Subscribe

Question on Deduplication

I took a 5TB volume of data.  I deduplicated the data and achieved a 31% space savings.  When the customer mounts a CIFS share at the root of the volume from a Windows client it shows the volume is 5TB is size and has 5.8GB left of space.  I know the NetApp is reporting block usage and Windows reports on file/folder usage.  But how does this benefit us?  The Windows clients still think the volume is almost full when it really isn't.  Thoughts/Suggestion?

Re: Question on Deduplication

Are the blocks that were deduped and "removed" still stuck in the snapshots, and are they bigger than the snap reserve (thus encroaching on the filesystem)?

My deduped volumes report the space after dedupe to the clients, which is what we'd expect.

Bill

Re: Question on Deduplication

Hi and welcome to the Community!

I deduplicated the data and achieved a 31% space savings.

That's cool, but did you have any existing snapshots by any chance? They have a nasty habit of growing whilst dedupe is running:

http://communities.netapp.com/message/22012#22012

Normally, if the space is 'genuinely' saved (i.e. blocks are deduped, but no snapshots are eating just released space), clients should see more available capacity in a file share immediately.

Regards,
Radek

Re: Question on Deduplication

I turned off quotas on the volume and windows reported the space savings correctly. Yes!!  I then turned back on quotas and it is initializing and scanning all of the data again to see if turning it back on again would put me back to square one or not.
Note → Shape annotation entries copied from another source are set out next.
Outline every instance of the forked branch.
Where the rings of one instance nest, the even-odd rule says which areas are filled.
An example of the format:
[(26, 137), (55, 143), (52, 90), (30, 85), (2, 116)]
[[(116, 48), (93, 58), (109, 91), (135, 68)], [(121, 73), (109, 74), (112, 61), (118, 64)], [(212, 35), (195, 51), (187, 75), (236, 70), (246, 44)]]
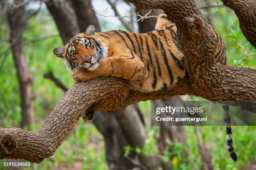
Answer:
[[(81, 114), (93, 103), (96, 111), (113, 112), (140, 101), (177, 95), (195, 95), (231, 105), (236, 104), (228, 101), (256, 100), (255, 70), (215, 62), (216, 50), (225, 52), (225, 48), (218, 45), (212, 36), (216, 31), (206, 22), (193, 0), (128, 1), (141, 9), (162, 9), (175, 23), (187, 75), (172, 88), (147, 94), (130, 90), (129, 81), (120, 78), (102, 77), (75, 83), (37, 131), (0, 128), (0, 158), (38, 163), (51, 156)], [(255, 110), (253, 107), (240, 105)]]

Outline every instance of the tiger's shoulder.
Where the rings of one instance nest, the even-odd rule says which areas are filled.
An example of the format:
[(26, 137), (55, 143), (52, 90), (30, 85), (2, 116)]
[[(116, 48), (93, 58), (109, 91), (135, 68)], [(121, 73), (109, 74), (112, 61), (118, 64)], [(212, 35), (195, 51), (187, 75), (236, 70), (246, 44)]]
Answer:
[(172, 24), (174, 24), (173, 22), (168, 19), (166, 14), (163, 13), (158, 15), (155, 26), (155, 29), (160, 29), (166, 25)]

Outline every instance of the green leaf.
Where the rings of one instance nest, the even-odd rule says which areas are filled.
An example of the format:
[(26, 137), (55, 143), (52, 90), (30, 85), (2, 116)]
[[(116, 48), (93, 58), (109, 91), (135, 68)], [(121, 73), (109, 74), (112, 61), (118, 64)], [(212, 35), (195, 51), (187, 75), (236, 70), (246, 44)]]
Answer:
[(225, 37), (225, 38), (234, 38), (236, 39), (236, 37), (234, 35), (229, 35)]
[(233, 28), (231, 28), (231, 32), (232, 32), (233, 34), (236, 34), (237, 31), (236, 30), (233, 30)]

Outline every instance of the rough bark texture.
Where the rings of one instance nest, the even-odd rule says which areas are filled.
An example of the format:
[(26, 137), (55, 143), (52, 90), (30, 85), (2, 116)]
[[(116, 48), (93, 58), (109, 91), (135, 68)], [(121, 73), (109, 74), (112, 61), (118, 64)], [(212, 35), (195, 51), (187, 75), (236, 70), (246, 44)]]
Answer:
[(148, 94), (130, 90), (129, 81), (120, 78), (102, 77), (75, 83), (38, 131), (0, 128), (0, 158), (41, 162), (54, 152), (81, 114), (93, 103), (95, 111), (113, 112), (141, 100), (185, 94), (211, 100), (256, 100), (255, 70), (215, 62), (217, 41), (193, 0), (128, 1), (142, 9), (162, 9), (176, 23), (187, 76), (173, 88)]
[(7, 12), (10, 30), (10, 40), (17, 75), (19, 80), (21, 107), (21, 127), (34, 122), (34, 92), (31, 72), (22, 44), (22, 32), (25, 25), (25, 8), (9, 8)]
[(255, 0), (221, 0), (235, 11), (239, 20), (242, 32), (256, 48), (256, 1)]
[(210, 100), (255, 100), (256, 70), (221, 65), (215, 62), (213, 54), (217, 41), (193, 0), (128, 1), (142, 9), (162, 9), (175, 23), (178, 40), (185, 57), (185, 67), (195, 95)]

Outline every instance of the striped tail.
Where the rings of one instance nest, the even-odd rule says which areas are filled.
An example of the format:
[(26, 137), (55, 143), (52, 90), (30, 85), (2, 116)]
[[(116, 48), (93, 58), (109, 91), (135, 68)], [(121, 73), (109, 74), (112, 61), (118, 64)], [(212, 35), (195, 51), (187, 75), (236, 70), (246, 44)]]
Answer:
[(231, 128), (230, 126), (230, 116), (229, 115), (229, 107), (228, 105), (223, 105), (223, 115), (225, 125), (226, 126), (226, 132), (227, 132), (227, 142), (228, 148), (230, 156), (232, 159), (236, 161), (237, 160), (237, 156), (234, 150), (233, 142), (232, 141)]

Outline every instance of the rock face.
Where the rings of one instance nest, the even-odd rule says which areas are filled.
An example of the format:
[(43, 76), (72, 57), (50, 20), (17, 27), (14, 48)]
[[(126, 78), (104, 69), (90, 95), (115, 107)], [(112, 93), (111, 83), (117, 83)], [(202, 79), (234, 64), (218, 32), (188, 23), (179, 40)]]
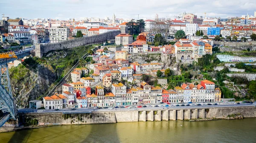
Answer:
[(10, 70), (11, 85), (18, 108), (27, 107), (30, 100), (38, 99), (57, 78), (54, 70), (48, 65), (38, 64), (35, 68), (20, 65), (13, 68), (17, 70)]

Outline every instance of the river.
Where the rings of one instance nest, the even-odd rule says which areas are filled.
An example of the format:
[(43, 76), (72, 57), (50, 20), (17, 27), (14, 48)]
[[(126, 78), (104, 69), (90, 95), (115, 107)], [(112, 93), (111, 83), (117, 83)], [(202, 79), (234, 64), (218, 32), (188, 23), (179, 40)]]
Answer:
[(0, 143), (256, 143), (256, 118), (56, 126), (0, 133)]

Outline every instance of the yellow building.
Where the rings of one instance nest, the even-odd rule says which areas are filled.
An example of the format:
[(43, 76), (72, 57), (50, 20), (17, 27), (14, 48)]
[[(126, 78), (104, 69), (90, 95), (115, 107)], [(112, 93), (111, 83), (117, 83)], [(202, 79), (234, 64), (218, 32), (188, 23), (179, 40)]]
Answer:
[(219, 88), (215, 88), (215, 101), (220, 102), (221, 98), (221, 91)]
[(212, 46), (208, 43), (205, 43), (204, 45), (204, 52), (207, 54), (212, 54)]
[(115, 53), (115, 59), (127, 59), (127, 55), (128, 52), (125, 50), (117, 50)]
[(80, 90), (84, 86), (84, 84), (80, 81), (76, 82), (72, 82), (70, 84), (74, 87), (74, 90)]

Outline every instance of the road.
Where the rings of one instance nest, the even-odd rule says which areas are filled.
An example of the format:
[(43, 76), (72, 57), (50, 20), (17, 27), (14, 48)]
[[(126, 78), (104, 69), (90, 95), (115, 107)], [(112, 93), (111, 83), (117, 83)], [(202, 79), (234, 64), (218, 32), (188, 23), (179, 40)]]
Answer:
[[(163, 104), (166, 105), (166, 104)], [(90, 113), (92, 111), (119, 111), (119, 110), (148, 110), (148, 109), (198, 109), (202, 108), (212, 108), (212, 107), (246, 107), (256, 106), (255, 104), (222, 104), (217, 105), (201, 105), (201, 106), (189, 106), (183, 107), (152, 107), (145, 108), (113, 108), (113, 109), (88, 109), (88, 108), (77, 108), (75, 110), (71, 110), (70, 109), (64, 108), (60, 109), (58, 111), (55, 111), (54, 109), (37, 109), (29, 108), (21, 109), (18, 110), (18, 112), (19, 113), (49, 113), (49, 112), (61, 112), (64, 114), (68, 113)]]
Re: Question on Deduplication

After much research, quotas and deduplication don't mix well if end users want to see their space savings.  I turned back on quotas and the problem showed up again.  

Pulled from a Technical Report from NetApp on Deduplication:
http://media.netapp.com/documents/tr-3505.pdf

6.4.1

QUOTAS
For deduplicated files, the logical (undeduplicated) size is charged against the quotas. There are several advantages to this scheme as opposed to charging quotas based on the physical (deduplicated) size of the file:

This is in line with the general design principle of making deduplication transparent to the end user.

It is easier for system administrators to manage quotas. They can maintain a single quota policy across all volumes, whether or not deduplication is enabled on it.
There are no out-of-space failures when data is being sent using SnapMirror from a volume with deduplication enabled to a destination volume that has deduplication disabled.

Re: Question on Deduplication

Actualy, it works as I wish it to do. I was wondering the other day if quota counts the logical "real" or deduped/compressed space.

It's much more difficult do explain to the user "your files might take upp 10GB or maybe 7,5GB or if you are lucky just 2,5GB of your quota".

This way the users can easily understand that 10GB of their data is going to take 10GB on the Filer.

Any savings done in the background, either by dedupe or compression, is only going to be visible to the system manager/owner.

You should rethink if you use the quota for what : as a safety limit or as a way of selling space.

Also, for a group of users you could use simple volumes as a kind of space-limitation instead of quotas. That way they would see the available volume space all the time.